GSA's Login to offer face recognition to customer agencies
Agencies using the government-created service will have the option to incorporate new face-matching capabilities or stick with existing offerings.
After months of testing, the federal government’s identity proofing and single sign-on service, Login.gov, is opening up its face recognition capabilities across the government to agencies that want to use them.
The General Services Administration says that the offering of one-to-one face matching has been independently certified as compliant with a government-backed standard for digital identity proofing set by the National Institute of Standards and Technology, called identity assurance level two.
Federal agencies use Login.gov for people to verify their identities when logging in to access government benefits and services. The offering has over 100 million users already across over 50 federal and state agencies, and this news could affect how future users have to verify their identity to access information and benefits.
“Proving your identity is a critical step in receiving many government benefits and services, and we want to ensure we are making that as easy and secure as possible for members of the public, while protecting against identity theft and fraud,” said GSA Administrator Robin Carnahan in a statement.
“Login.gov’s new IAL2-compliant product offering is another milestone in ensuring agencies have a wide variety of strong identity verification options,” she continued.
That certification comes over a year and a half after a bombshell watchdog report found that GSA had been misleading other agencies by claiming it met IAL2 when it did not.
GSA says that Login.gov will continue to offer its existing identity verification options to agencies as well, although they can now choose to require this more stringent level of identity verification.
“Login.gov heard from our agency partners with higher-risk use cases that it was important that we offer a version of our strong identity verification service that is IAL2 certified,” said Login.gov Director Hanna Kim in a statement.

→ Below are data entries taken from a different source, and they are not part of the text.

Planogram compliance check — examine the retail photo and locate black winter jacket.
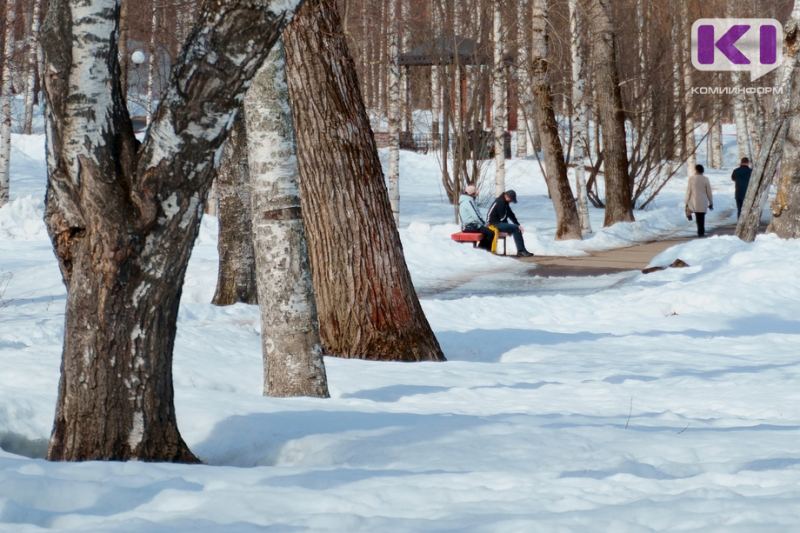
[486,194,519,226]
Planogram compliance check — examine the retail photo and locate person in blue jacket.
[731,157,753,218]
[458,185,494,251]
[486,189,533,257]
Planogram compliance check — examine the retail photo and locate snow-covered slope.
[0,132,800,533]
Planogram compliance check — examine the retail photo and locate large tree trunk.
[42,0,304,462]
[678,0,697,178]
[22,0,42,135]
[569,0,592,233]
[388,0,401,228]
[490,1,506,196]
[0,0,17,207]
[212,113,258,305]
[530,0,581,241]
[764,11,800,239]
[284,0,444,361]
[590,0,634,227]
[736,9,800,242]
[244,42,328,398]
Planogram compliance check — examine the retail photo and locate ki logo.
[692,19,783,81]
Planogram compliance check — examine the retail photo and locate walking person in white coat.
[686,165,714,237]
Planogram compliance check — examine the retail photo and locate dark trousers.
[694,213,706,237]
[464,226,494,250]
[494,222,525,252]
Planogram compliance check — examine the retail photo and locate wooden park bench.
[450,231,511,255]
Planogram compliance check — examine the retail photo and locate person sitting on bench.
[458,185,494,251]
[486,189,533,257]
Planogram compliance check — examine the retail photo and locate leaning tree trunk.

The IAL2 digital identity standard is most easily met using a biometric. Login.gov uses one-to-one face matching to compare a user's selfie with a submitted photo of their government ID, as opposed to one-to-many, where a selfie is compared against a database of photos.
GSA also offers an in-person option at post offices for people that struggle to verify themselves online or don’t want to.
Despite the fact that face matching brings GSA into compliance with the NIST standard, the implementation of face recognition remains controversial.
A group of Republicans on the House Science, Space and Technology Committee penned a letter to NIST Director Laurie Locascio yesterday asking for more details on the technology and NIST’s role, noting that “concerns remain with the reliability, accuracy, and security of the technology.”
NIST is currently updating its guidance and offering new options to meet IAL2 that don’t require the technology.
Questions also remain about how well the setup of matching IDs with selfies works and for whom, despite the fact that some private sector options that also rely on one-to-one matching proliferated during the pandemic.
“At the end of the day, we don't really have a lot of information about how well they work,” Arun Vemury, senior engineering advisor for identity technologies at DHS’ Science and Technology Directorate, previously told Nextgov/FCW of this type of solution.
GSA itself is also working with academics to test identity verification setups, and preliminary results found that one of the five tested solutions performed worse with Black people. GSA had previously stated that it would wait to use the technology in Login.gov until it had done “rigorous review” about equity.
The performance of the tested solutions varied widely, but the best one still had an overall false rejection rate — where a real person with their actual ID is rejected — of about 10%.
Kim noted that GSA is using a face matching algorithm with good test results in NIST reviews when asked about bias concerns in a recent interview with Nextgov/FCW.
“We're glad that we've been able to do this while ensuring that users continue to have multiple secure pathways to verify their identity, whether that is in-person or remote,” she said in a statement about the latest news. “Looking ahead, we will continue to uphold our values of equity, privacy, and transparency by incorporating best-in-class technology and learning from academic and user research.”